Osborne North Sea visit
Osborne can always put taxes up again, argued Conn Getty

North Sea oil fields face closure if Chancellor George Osborne does not cut taxation of oil producers, the chief executive of Centrica has said. Iain Conn, the boss of the Windsor-based utility company, urged the chancellor to offer relief to troubled oil companies following the loss of 65,000 jobs in the UK because of the oil price collapse.

The Times revealed on 1 February that the oil veteran has written a letter to Osborne in an effort to get help for the oil industry. "I have only seen a fall in oil prices like this once before," Conn told the newspaper. "The North Sea is really hurting. The government needs to be agile here. It needs to encourage companies to keep their fields going and keep their people."

The majority of the 65,000 jobs cut in the UK oil industry in 2015 fell in the North Sea operations. In October 2015, the chief executives of independent oil companies EnQuest and Premier Oil both predicted that a further 10,000 jobs could be cut in the North Sea oil sector, the FT reported.

Oil benchmark Brent Crude has fallen more than a third in value since February 2014. In January 2015, oil even traded below $30 a barrel – a fall of almost 75% in just two years.

On top of that, the North Sea productions are relatively high cost, causing the companies operating there to look for alternatives to cut costs.

"The government has to be really thoughtful about taxation in the North Sea," Conn argued. "They can always put it up again — indeed, they have quite a good record of doing that. But right now there is a case to be made that corporation tax in the North Sea should just be corporation tax and that petroleum revenue tax should probably disappear for a while."

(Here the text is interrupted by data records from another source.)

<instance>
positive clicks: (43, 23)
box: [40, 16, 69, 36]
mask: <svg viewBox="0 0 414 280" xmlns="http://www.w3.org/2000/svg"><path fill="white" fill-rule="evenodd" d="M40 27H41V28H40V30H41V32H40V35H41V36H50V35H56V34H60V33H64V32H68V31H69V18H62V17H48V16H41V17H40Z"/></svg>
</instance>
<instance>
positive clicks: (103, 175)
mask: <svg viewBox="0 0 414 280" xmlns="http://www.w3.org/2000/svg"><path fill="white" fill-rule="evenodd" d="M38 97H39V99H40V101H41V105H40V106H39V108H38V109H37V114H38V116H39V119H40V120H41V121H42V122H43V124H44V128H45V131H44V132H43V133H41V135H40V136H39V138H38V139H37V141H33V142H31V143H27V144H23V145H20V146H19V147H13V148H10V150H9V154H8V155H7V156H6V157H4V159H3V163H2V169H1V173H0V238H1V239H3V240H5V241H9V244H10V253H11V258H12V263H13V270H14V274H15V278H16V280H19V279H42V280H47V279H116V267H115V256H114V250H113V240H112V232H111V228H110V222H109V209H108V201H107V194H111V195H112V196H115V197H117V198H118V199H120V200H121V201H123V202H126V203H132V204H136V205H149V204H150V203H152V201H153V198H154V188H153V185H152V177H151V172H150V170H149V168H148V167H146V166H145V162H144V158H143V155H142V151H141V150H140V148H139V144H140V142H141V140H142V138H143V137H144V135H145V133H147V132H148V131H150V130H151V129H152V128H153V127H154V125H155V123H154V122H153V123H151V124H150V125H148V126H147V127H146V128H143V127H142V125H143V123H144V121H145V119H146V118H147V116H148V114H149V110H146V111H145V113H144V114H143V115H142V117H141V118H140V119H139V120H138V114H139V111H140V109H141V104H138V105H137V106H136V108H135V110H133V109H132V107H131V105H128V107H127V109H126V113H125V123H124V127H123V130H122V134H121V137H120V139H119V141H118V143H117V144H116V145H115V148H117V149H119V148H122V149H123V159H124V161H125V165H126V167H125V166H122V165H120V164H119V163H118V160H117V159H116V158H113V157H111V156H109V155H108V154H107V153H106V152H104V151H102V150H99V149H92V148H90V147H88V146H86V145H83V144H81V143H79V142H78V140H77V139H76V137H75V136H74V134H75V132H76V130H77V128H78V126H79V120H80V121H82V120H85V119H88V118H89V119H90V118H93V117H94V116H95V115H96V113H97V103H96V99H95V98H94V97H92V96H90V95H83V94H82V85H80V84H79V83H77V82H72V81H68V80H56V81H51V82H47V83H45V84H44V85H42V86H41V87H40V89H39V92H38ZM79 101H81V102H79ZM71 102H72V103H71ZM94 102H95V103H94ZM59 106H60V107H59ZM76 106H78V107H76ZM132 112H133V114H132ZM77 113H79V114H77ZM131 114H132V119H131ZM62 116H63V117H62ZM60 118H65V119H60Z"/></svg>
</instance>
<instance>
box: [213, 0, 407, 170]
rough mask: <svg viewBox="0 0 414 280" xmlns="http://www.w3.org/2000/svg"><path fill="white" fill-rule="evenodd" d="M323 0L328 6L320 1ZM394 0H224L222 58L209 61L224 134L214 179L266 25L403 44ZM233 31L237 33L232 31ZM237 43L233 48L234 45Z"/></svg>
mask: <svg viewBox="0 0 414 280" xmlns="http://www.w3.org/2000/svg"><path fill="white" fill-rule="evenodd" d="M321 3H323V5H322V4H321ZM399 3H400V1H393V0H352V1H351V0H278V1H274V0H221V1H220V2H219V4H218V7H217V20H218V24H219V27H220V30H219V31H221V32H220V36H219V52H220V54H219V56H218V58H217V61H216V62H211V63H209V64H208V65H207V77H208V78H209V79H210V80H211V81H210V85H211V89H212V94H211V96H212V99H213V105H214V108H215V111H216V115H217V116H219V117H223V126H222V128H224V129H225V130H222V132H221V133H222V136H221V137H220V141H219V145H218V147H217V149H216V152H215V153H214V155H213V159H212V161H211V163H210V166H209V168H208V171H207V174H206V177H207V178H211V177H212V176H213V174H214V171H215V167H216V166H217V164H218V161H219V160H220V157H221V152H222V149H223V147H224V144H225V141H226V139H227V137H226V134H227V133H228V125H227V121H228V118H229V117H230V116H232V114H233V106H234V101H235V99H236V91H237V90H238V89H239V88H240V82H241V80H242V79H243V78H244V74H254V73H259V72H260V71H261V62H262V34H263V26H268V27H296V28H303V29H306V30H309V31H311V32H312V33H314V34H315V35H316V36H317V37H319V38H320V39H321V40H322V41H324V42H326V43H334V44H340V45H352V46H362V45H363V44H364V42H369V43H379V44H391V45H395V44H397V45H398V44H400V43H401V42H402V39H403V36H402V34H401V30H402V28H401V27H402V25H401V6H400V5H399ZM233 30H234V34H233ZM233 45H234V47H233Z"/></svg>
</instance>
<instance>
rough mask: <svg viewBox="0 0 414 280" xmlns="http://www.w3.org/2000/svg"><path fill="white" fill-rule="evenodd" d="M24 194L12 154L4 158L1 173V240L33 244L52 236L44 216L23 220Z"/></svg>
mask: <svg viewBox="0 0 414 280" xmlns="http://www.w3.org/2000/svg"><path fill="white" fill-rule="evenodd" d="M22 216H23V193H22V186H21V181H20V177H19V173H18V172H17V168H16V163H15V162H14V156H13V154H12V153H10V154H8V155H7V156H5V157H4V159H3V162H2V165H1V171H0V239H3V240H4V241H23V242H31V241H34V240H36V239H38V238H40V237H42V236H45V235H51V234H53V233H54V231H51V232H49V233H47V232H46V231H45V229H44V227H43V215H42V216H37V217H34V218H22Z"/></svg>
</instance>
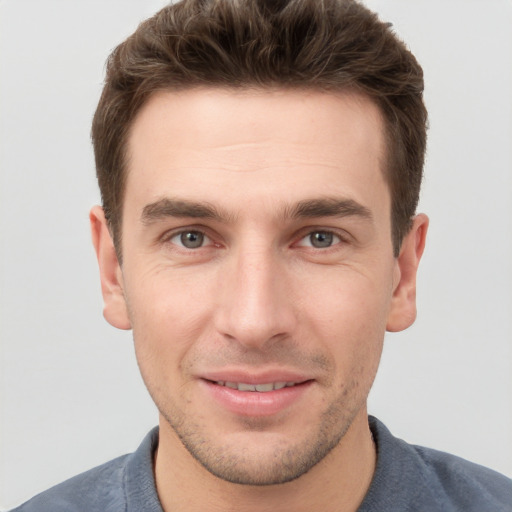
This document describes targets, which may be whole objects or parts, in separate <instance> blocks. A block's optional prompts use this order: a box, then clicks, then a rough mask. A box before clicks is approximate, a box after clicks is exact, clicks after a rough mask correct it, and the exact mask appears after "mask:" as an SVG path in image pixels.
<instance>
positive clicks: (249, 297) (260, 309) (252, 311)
mask: <svg viewBox="0 0 512 512" xmlns="http://www.w3.org/2000/svg"><path fill="white" fill-rule="evenodd" d="M220 281H221V282H220V283H219V296H218V300H219V302H218V307H217V309H216V328H217V331H218V332H219V333H220V334H221V335H222V336H224V337H225V338H228V339H230V340H236V341H237V342H238V343H239V344H241V345H243V346H245V347H246V348H248V349H264V348H265V345H268V344H271V343H274V342H276V341H277V340H278V339H284V338H287V337H289V336H291V335H292V333H293V329H294V326H295V323H296V316H295V314H294V304H293V296H292V294H291V293H290V287H289V286H288V284H289V272H288V271H287V269H286V267H285V262H283V261H280V258H279V256H278V255H276V254H274V253H273V251H272V250H271V249H268V248H261V249H252V250H243V249H241V250H239V251H238V252H237V253H236V254H232V255H231V257H230V258H228V262H227V263H226V267H224V269H223V272H222V275H221V276H220Z"/></svg>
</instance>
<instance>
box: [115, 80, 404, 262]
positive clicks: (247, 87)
mask: <svg viewBox="0 0 512 512" xmlns="http://www.w3.org/2000/svg"><path fill="white" fill-rule="evenodd" d="M201 90H202V91H226V92H227V93H237V92H239V93H240V94H244V93H247V92H253V93H261V94H265V93H269V92H284V93H286V92H290V91H311V92H317V93H322V94H329V95H347V94H348V95H351V96H352V97H353V98H354V99H355V100H356V101H359V100H360V99H362V98H365V99H367V100H369V101H371V102H372V103H373V104H374V105H375V106H376V107H377V110H378V112H379V116H380V120H381V121H380V124H381V129H382V135H383V154H382V155H381V157H380V159H379V160H380V170H381V172H382V173H383V177H384V180H385V183H386V185H387V187H388V191H389V194H390V211H389V215H390V221H391V232H390V236H391V239H392V243H393V248H394V249H393V251H394V254H395V256H398V254H397V252H398V249H399V247H396V241H395V226H394V224H395V219H394V215H393V213H394V190H393V184H392V173H391V166H392V161H393V158H394V156H393V148H392V146H393V145H396V140H395V137H394V136H393V133H392V131H393V129H392V126H391V123H390V121H389V120H388V118H387V116H386V115H385V112H384V109H383V107H382V105H381V103H380V102H379V101H378V99H377V98H375V97H374V96H372V95H371V94H370V93H368V92H367V91H365V90H363V89H362V88H361V87H360V86H358V85H357V84H355V85H354V84H344V85H340V86H339V87H327V86H325V87H323V86H322V85H320V84H311V85H308V84H299V83H297V84H293V83H290V84H281V83H274V84H272V83H270V84H257V83H254V84H252V83H246V84H240V85H236V84H218V83H217V84H212V85H205V84H203V83H190V84H180V85H167V86H162V87H155V89H154V90H152V91H151V92H150V93H149V94H148V95H147V96H146V97H145V98H144V101H142V102H141V104H140V105H138V108H137V109H136V110H135V112H134V114H133V116H132V117H131V119H130V122H129V123H128V126H127V129H126V130H125V132H124V136H123V138H122V143H121V151H120V152H121V166H120V173H119V176H120V187H119V190H118V201H117V208H116V211H115V212H113V213H114V218H115V222H114V223H112V222H108V228H109V231H110V234H111V237H112V239H113V241H114V247H115V250H116V254H117V257H118V260H119V263H120V264H122V257H123V254H122V240H123V236H122V232H123V210H124V204H125V195H126V183H127V178H128V174H129V164H130V160H131V158H130V157H131V155H130V150H129V146H130V140H131V137H132V133H133V129H134V128H133V127H134V125H135V123H136V121H137V118H138V117H139V116H140V114H141V112H142V111H143V110H144V108H145V107H146V106H147V105H148V103H149V102H150V101H152V100H153V99H154V98H155V96H158V95H160V94H166V93H171V94H180V93H181V92H189V91H201ZM403 236H405V233H403V234H402V237H401V239H400V240H399V242H400V243H401V241H402V238H403Z"/></svg>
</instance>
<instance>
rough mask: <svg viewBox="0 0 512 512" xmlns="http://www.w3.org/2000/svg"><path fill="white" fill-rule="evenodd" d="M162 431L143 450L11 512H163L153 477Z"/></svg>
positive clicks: (37, 496) (56, 487)
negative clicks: (149, 511)
mask: <svg viewBox="0 0 512 512" xmlns="http://www.w3.org/2000/svg"><path fill="white" fill-rule="evenodd" d="M157 444H158V430H157V429H154V430H153V431H151V432H150V433H149V434H148V435H147V436H146V438H145V439H144V440H143V442H142V444H141V445H140V446H139V448H138V449H137V450H136V451H135V452H134V453H131V454H129V455H123V456H121V457H118V458H117V459H114V460H111V461H110V462H107V463H105V464H102V465H101V466H98V467H96V468H93V469H90V470H89V471H86V472H85V473H82V474H80V475H77V476H75V477H73V478H70V479H69V480H66V481H65V482H62V483H61V484H58V485H56V486H55V487H52V488H51V489H48V490H47V491H45V492H42V493H41V494H38V495H37V496H35V497H33V498H32V499H31V500H29V501H27V502H26V503H24V504H23V505H20V506H19V507H17V508H15V509H13V510H12V511H11V512H126V511H128V510H134V511H135V510H137V511H141V510H150V511H157V512H161V508H160V506H159V503H158V498H157V495H156V489H155V482H154V478H153V464H152V460H153V453H154V449H155V447H156V445H157Z"/></svg>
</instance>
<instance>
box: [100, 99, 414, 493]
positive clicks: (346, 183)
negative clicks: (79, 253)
mask: <svg viewBox="0 0 512 512" xmlns="http://www.w3.org/2000/svg"><path fill="white" fill-rule="evenodd" d="M384 161H385V147H384V136H383V123H382V120H381V116H380V114H379V110H378V108H377V107H376V106H374V104H373V103H372V102H371V101H369V100H368V99H366V98H365V97H362V96H357V95H355V94H349V93H346V94H336V95H334V94H323V93H320V92H311V91H310V92H306V91H274V92H269V91H242V92H234V91H226V90H216V89H208V90H205V89H202V90H190V91H186V92H181V93H168V92H165V93H164V92H163V93H159V94H158V95H156V96H154V97H153V98H152V99H151V100H150V101H149V102H148V104H147V105H146V106H145V107H144V108H143V109H142V111H141V112H140V114H139V115H138V117H137V118H136V120H135V122H134V124H133V127H132V132H131V134H130V139H129V169H128V176H127V184H126V195H125V199H124V210H123V227H122V229H123V231H122V253H123V264H122V267H120V266H119V265H118V263H117V260H116V259H115V252H114V251H113V248H112V246H111V242H110V238H109V236H108V231H107V229H106V227H105V224H104V220H103V219H102V217H101V213H100V212H99V210H97V211H96V213H94V212H93V214H92V216H91V218H92V219H93V232H94V233H96V235H95V243H96V248H97V251H98V257H99V259H100V266H101V268H102V284H103V292H104V296H105V316H106V318H107V319H108V320H109V321H110V322H111V323H112V324H113V325H116V326H117V327H120V328H132V329H133V336H134V340H135V348H136V354H137V359H138V363H139V366H140V369H141V372H142V375H143V378H144V380H145V383H146V385H147V387H148V389H149V392H150V393H151V396H152V398H153V400H154V401H155V403H156V405H157V407H158V409H159V411H160V414H161V442H163V440H165V442H167V443H169V444H171V445H173V444H174V445H175V446H178V445H179V446H181V448H182V447H183V446H185V448H186V449H187V450H188V452H187V454H189V456H190V455H191V456H192V457H194V458H195V459H196V460H198V461H199V462H200V463H201V464H202V465H203V466H204V467H205V468H207V469H208V470H209V471H210V473H212V474H214V475H216V476H218V477H220V478H223V479H225V480H228V481H231V482H238V483H245V484H260V485H261V484H273V483H282V482H286V481H289V480H292V479H295V478H297V477H299V476H301V475H302V474H304V473H305V472H307V471H308V470H309V469H310V468H312V467H313V466H314V465H315V464H317V463H318V462H319V461H320V460H322V459H323V458H324V457H326V456H327V454H329V452H331V450H333V449H334V448H336V447H337V446H338V445H339V444H340V442H341V441H342V439H343V437H344V435H345V433H346V432H347V431H349V429H350V428H351V427H352V426H353V425H354V424H355V423H357V420H358V419H359V420H361V418H364V419H365V421H366V407H365V404H366V398H367V395H368V392H369V390H370V387H371V384H372V382H373V379H374V376H375V373H376V370H377V366H378V362H379V358H380V354H381V349H382V343H383V337H384V332H385V330H386V327H387V328H389V329H391V330H399V329H402V328H404V327H406V326H407V325H409V324H410V323H411V322H412V319H413V317H414V313H413V312H412V310H413V309H414V306H413V302H414V300H413V295H414V290H413V288H414V283H413V281H414V279H413V277H414V275H415V268H416V266H417V260H419V255H420V253H421V249H422V243H423V239H424V234H421V228H419V229H418V228H417V226H416V225H415V227H413V230H412V234H410V238H411V240H412V241H411V242H408V241H407V240H406V242H404V247H405V249H404V248H403V251H402V255H401V256H400V257H399V258H394V257H393V248H392V242H391V226H390V204H391V201H390V194H389V190H388V187H387V185H386V182H385V180H384V174H383V168H382V165H383V162H384ZM418 233H420V234H418ZM420 246H421V247H420ZM407 248H409V249H407ZM404 254H405V255H404ZM408 255H409V256H408ZM413 260H414V261H413ZM411 269H412V270H411ZM411 275H412V277H411ZM411 308H412V309H411ZM359 424H361V421H359Z"/></svg>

Conn, an oil veteran who has worked at BP for 29 years, also argued that the oil companies operating in the North Sea are not making a profit at the moment. "So the government wouldn't lose a lot because most people aren't making any money," he said. "This is a very unusual time for the North Sea."

Centrica, the company that owns British Gas, cut 6,000 jobs in July following two rounds of slight price cuts. The utility giant managed to hike its profits but axed positions in an effort to increase margins.